Why language skills matter

Why language skills matter

The world has become both smaller and larger in recent decades, and this trend is continuing. We’re online for more of the day and do most things both locally and globally, and this is of course particularly true of our work lives. This is more obvious for some professions than for others.

Published 4/6/2015

The world is growing both smaller and larger

If you are a lawyer, an attorney or an economist, your professional sphere will have been affected in many ways. Sweden is now a member of the EU, we work with more new markets, Swedish and foreign companies have a greater geographical presence, and so on. Money, agreements, workforces and the policies that govern these cross national borders continuously. Agreements have to be drawn up and disputes between parties from different countries have to be resolved – and Sweden has a high international profile.

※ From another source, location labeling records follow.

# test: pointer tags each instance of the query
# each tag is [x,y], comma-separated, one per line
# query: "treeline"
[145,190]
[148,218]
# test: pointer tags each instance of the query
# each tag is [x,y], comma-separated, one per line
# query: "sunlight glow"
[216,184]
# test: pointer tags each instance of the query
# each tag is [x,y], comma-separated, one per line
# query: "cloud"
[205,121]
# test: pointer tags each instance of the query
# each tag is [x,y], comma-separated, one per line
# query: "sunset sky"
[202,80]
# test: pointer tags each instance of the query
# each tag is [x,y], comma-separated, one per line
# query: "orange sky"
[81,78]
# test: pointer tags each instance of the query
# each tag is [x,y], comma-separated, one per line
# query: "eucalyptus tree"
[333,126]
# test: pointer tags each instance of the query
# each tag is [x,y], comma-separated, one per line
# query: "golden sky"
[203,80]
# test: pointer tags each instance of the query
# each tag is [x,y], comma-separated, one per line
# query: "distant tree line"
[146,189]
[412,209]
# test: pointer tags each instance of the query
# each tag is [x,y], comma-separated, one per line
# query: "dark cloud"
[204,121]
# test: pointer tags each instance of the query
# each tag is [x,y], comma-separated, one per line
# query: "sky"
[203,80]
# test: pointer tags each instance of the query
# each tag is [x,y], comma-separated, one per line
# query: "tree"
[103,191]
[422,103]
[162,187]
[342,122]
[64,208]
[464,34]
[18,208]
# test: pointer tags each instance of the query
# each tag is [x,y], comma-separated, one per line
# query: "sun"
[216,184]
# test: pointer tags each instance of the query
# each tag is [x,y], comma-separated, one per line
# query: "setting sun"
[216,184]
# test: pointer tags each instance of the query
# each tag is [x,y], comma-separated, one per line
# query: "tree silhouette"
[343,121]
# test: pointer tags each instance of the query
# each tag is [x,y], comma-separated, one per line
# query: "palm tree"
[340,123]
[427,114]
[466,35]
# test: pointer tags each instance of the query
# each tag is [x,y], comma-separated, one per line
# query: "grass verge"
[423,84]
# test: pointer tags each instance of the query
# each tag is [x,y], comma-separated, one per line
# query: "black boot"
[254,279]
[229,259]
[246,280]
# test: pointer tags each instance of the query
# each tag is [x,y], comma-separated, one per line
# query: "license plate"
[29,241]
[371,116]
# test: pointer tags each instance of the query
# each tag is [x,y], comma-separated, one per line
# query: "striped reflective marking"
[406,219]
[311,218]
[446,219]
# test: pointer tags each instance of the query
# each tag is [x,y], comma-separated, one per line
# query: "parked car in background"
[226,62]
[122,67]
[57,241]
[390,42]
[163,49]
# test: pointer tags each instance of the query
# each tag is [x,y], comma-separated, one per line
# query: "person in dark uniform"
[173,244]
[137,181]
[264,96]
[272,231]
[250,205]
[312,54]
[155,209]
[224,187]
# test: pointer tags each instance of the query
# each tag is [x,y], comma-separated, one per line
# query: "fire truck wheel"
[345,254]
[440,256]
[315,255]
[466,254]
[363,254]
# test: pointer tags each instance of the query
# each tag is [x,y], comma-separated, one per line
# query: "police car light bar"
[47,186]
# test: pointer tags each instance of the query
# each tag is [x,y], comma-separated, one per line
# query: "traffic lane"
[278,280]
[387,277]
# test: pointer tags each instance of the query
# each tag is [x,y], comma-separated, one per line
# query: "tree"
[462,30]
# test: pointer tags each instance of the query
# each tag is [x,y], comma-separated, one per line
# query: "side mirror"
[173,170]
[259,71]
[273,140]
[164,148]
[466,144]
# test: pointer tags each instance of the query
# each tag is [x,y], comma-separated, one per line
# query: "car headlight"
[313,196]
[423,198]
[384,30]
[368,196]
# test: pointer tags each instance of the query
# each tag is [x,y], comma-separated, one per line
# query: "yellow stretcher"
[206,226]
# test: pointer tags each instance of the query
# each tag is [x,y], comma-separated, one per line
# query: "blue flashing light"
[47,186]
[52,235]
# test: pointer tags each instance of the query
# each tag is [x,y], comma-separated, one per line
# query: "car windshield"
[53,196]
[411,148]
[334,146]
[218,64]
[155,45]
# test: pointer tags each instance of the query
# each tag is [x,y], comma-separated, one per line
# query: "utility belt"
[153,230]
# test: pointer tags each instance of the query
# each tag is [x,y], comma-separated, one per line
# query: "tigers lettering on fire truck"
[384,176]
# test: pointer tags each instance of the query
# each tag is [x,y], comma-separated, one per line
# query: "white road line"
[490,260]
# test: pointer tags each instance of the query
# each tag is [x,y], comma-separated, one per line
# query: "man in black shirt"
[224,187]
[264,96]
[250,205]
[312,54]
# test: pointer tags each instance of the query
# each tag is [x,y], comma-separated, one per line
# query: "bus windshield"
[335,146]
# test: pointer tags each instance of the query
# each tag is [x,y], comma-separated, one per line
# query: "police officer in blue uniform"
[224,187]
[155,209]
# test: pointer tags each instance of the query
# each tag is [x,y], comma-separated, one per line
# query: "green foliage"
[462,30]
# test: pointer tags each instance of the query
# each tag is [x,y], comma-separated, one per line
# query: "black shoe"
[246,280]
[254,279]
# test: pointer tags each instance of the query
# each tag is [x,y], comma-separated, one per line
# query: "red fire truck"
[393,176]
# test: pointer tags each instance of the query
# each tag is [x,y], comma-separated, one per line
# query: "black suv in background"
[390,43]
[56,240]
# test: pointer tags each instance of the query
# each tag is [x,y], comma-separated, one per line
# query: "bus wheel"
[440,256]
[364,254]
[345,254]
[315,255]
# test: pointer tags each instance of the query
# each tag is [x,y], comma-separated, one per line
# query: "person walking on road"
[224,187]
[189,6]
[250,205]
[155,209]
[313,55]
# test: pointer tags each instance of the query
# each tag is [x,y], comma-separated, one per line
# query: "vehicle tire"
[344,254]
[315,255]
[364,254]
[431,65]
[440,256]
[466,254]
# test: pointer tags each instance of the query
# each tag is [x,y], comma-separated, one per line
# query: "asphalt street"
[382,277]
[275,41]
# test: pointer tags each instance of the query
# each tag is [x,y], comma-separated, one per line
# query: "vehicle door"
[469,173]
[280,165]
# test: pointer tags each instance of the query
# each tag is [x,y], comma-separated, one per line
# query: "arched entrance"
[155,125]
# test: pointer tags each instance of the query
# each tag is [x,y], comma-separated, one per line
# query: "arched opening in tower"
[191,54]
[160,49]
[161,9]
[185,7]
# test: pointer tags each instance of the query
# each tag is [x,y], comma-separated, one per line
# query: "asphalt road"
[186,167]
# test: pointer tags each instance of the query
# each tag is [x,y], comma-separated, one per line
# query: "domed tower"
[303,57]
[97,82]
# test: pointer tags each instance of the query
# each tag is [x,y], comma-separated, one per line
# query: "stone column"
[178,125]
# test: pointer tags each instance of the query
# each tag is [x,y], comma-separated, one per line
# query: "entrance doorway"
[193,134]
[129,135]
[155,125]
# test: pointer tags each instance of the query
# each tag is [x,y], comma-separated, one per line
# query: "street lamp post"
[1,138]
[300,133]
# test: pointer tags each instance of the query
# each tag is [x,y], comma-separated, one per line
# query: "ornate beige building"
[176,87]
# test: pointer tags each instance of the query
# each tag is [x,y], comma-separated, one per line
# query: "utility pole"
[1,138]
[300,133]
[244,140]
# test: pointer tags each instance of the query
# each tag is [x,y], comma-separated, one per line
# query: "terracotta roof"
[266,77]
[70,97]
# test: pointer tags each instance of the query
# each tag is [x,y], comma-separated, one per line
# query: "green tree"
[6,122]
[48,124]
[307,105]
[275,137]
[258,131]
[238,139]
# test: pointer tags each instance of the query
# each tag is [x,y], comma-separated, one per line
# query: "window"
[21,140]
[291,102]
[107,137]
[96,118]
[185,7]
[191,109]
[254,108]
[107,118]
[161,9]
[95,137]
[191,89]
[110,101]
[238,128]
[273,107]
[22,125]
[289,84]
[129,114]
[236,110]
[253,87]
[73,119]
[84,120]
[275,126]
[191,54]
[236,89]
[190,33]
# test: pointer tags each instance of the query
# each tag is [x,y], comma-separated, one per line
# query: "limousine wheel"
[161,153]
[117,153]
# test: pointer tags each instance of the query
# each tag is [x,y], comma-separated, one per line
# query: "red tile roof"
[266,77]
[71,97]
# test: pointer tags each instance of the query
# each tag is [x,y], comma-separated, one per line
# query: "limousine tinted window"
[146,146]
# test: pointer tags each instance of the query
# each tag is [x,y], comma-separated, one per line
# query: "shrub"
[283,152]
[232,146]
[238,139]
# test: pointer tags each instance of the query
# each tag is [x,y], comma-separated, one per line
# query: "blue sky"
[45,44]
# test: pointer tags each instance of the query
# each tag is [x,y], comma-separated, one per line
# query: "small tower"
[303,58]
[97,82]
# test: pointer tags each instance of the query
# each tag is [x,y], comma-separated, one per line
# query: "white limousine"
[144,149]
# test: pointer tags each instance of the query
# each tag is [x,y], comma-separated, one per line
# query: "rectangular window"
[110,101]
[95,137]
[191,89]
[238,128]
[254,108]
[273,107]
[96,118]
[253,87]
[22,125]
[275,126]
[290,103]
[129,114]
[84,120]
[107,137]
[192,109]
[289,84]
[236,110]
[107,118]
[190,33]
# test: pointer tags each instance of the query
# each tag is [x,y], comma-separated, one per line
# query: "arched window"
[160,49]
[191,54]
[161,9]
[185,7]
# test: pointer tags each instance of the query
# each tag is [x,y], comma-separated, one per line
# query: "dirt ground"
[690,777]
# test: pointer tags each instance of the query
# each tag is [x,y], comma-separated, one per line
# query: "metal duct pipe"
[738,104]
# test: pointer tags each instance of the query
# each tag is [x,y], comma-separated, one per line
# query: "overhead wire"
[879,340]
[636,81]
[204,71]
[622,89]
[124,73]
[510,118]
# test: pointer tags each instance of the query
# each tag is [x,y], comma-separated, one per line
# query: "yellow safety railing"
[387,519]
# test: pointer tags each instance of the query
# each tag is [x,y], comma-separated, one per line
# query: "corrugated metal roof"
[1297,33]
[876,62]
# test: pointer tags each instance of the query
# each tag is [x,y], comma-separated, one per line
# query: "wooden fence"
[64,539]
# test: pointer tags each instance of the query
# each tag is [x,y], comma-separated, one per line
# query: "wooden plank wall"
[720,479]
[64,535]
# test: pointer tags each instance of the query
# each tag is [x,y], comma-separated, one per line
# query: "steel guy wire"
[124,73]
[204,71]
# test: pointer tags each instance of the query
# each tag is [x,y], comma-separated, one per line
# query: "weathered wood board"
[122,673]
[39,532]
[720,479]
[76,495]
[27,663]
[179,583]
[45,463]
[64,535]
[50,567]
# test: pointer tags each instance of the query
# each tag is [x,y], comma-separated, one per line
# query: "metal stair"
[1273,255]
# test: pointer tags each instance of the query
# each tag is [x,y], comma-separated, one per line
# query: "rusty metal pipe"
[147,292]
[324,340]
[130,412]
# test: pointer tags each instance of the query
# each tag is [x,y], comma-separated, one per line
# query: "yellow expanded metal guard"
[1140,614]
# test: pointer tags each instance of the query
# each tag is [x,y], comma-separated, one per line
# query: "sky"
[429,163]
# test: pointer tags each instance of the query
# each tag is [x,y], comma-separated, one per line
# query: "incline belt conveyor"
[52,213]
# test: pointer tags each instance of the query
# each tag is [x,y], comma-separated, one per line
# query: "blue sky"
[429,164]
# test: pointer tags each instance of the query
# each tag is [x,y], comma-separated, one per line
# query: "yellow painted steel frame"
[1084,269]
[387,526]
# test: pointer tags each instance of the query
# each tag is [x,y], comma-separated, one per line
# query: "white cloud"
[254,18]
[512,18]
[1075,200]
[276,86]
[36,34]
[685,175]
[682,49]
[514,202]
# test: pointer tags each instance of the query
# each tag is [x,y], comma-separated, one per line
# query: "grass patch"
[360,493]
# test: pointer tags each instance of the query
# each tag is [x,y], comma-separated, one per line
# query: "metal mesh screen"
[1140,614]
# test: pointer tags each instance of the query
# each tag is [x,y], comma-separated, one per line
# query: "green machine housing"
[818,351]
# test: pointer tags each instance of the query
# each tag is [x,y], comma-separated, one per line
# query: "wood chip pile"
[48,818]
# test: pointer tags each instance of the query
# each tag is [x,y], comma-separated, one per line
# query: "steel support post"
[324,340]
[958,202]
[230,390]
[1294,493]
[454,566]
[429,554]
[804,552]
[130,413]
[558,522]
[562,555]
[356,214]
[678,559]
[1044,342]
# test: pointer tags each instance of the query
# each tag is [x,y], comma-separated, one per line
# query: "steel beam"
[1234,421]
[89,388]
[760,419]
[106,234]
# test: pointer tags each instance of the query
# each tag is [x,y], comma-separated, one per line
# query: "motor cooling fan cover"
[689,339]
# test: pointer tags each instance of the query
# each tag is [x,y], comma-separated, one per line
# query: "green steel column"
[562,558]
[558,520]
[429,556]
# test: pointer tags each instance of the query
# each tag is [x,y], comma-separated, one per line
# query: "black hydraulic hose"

Stockholm ranked fourth for dispute resolution

Did you know that Stockholm has been ranked fourth in the world when it comes to resolving international business and investment disputes? Stockholm has a long history of dispute resolution – the Arbitration Institute of the Stockholm Chamber of Commerce has been active for almost 100 years. Many international companies also have a presence in Stockholm.

Language is more important than ever before

Today, language skills play an incredibly important role. Language may not always be the decisive factor, but in many cases it is a real asset and I can promise that it is never a disadvantage. In his new book, Oberoende är stark, the former CEO of Volvo P-G Gyllenhammar emphasises the importance of mastering English. He points out that this is an important management quality, and that there is an inherent risk in not being able to express yourself exactly as you want to, as nuances will be lost.

In many subject areas, the second most commonly used language – after a user’s own native language – is now English, since it is often used as a lingua franca. If you want to keep abreast of world affairs, get an overview, carry out an assessment or share experiences and ideas with colleagues, English is often needed.

If you come into contact with international enquiries or customers in your professional role, you need to be able to deal with these in a common language – often English. If you then need to negotiate or otherwise deal with important information, I would recommend also getting help from a professional interpreter. Not only does this make discussions easier, it also safeguards information for all parties involved. If you ensure that you feel at ease and are able to master the language situations you choose to deal with yourself and get help from a business interpreter when needed, you can be sure that you have acted professionally.